Britisches Verbot der Werbung für ungesunde Lebensmittel tritt in Kraft
Am Montag treten in Großbritannien neue Vorschriften in Kraft, die Werbung für ungesunde Lebensmittel im Fernsehen und im Internet tagsüber verbieten. Die Regierung spricht von einer "weltweit führenden Maßnahme" im Kampf gegen Fettleibigkeit bei Kindern.
Das Gesundheitsministerium geht davon aus, dass durch das Verbot jährlich bis zu 7,2 Milliarden Kalorien aus der Ernährung von Kindern entfernt werden, indem die Werbung für fett-, salz- und zuckerhaltige Produkte gezielt bekämpft wird.
Das Verbot betrifft Werbung, die vor 21.00 Uhr ausgestrahlt wird, sowie Werbung, die jederzeit online geschaltet werden kann.

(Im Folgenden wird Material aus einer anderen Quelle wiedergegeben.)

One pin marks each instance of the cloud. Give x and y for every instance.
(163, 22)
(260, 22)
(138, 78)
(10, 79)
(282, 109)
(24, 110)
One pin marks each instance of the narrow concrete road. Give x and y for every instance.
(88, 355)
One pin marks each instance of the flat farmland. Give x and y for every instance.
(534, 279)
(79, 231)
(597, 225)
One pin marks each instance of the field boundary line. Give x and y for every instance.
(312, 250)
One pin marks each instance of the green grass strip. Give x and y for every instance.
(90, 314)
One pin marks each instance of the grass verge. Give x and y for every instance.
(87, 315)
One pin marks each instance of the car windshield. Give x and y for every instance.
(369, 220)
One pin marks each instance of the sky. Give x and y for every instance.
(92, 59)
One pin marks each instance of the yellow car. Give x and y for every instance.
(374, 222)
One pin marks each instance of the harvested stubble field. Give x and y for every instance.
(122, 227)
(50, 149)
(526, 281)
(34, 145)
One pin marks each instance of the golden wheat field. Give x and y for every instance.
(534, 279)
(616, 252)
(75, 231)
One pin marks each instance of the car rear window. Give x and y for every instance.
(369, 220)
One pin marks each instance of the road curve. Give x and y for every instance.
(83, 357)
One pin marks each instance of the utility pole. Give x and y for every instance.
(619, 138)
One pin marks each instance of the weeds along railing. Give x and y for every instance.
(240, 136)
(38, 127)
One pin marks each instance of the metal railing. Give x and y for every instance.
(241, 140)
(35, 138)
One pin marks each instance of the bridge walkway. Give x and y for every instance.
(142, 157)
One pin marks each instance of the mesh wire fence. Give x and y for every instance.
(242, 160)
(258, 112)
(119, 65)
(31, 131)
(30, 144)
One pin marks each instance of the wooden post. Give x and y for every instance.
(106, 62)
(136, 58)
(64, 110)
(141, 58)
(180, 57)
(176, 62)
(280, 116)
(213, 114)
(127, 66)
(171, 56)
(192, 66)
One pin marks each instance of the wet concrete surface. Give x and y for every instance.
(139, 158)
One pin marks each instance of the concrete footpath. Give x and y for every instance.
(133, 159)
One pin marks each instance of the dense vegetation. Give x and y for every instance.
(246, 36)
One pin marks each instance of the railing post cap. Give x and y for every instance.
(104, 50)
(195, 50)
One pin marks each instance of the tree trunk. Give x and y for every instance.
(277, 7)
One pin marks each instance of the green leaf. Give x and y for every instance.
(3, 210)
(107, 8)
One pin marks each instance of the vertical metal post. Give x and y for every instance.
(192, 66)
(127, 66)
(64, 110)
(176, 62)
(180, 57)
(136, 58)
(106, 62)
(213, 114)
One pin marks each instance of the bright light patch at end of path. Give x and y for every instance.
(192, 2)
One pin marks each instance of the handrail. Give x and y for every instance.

Das Ministerium geht davon aus, dass dadurch etwa 20.000 Fälle von Fettleibigkeit bei Kindern im Land zurückgehen und die öffentliche Gesundheit um etwa 2 Milliarden Pfund (2,31 Milliarden Euro) entlastet wird.
Das Verbot, das erstmals im Dezember 2024 angekündigt wurde, tritt in Kraft, nachdem kürzlich andere Maßnahmen eingeführt wurden, darunter eine erweiterte Zuckersteuer auf vorverpackte Produkte wie Milchshakes, Fertigkaffee und gesüßte Joghurtgetränke.
Kommunale Behörden haben außerdem die Befugnis erhalten, die Ansiedlung von Fastfood-Läden in der Nähe von Schulen zu verhindern.
Die Regierung sagt, es sei erwiesen, dass Werbung Einfluss darauf hat, was und wann Kinder essen, ihre Gewohnheiten von klein auf prägt und ihr Risiko für Fettleibigkeit und damit verbundene Krankheiten erhöht.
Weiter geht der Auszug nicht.